The property services firm revised its forecasts for the 2025-2029 period in the wake of the Chancellor’s Budget. It expects a lack of supply and more competitive mortgage rates to fuel house prices over the next five years, despite the government’s ambitions to accelerate housebuilding.
London house prices are expected to increase by 21.6% over the five-year period, underpinned by a lack of new homes reaching the market for sale.
JLL expects lower value markets to see stronger growth towards the beginning of the five-year forecast period, with more expensive markets outperforming as the rate cutting cycle persists into 2026 and 2027.
Rental prices will be 17% higher by the end of 2029, it predicts. Despite exceeding inflation and wage growth over the period, the business anticipates the increase in sales activity will lead to slower increases.
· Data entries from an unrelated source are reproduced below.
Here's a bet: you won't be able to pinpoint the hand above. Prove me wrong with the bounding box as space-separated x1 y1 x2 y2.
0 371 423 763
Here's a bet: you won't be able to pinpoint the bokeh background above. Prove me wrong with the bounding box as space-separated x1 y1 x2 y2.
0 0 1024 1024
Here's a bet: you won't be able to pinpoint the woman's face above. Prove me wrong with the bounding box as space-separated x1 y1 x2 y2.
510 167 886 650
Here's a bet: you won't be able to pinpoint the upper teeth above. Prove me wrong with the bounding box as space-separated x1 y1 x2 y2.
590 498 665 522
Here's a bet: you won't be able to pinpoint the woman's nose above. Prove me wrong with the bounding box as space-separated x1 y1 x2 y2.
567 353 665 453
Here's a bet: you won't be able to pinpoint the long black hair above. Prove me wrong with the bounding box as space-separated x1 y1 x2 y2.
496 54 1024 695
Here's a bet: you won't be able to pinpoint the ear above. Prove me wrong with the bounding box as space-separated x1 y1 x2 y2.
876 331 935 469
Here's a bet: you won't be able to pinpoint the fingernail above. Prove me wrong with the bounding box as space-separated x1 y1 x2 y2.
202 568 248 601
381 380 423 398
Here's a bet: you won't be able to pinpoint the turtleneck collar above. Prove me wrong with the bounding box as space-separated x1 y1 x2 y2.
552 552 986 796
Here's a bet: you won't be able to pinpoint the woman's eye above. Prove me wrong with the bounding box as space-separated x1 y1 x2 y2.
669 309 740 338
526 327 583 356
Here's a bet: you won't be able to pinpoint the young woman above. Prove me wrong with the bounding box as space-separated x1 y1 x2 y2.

Marcus Dixon, director of residential research at JLL, says: “Despite jitters in the run-up to Labour’s first Budget in 14 years, the chancellor’s announcements last week have done little to budge our headline forecasts for the residential sales and rentals markets.
“Yet challenges persist. EPC C deadlines could see landlords offloading less efficient properties or removing them from the market for retrofitting and pushing rents up further, while the Renters Right Bill could limit growth in some markets and prompt landlords to exit.
“The government is right to set out ambitious targets to both bolster housebuilding and support renters. What’s needed now is a clear roadmap for coming good on its objectives.”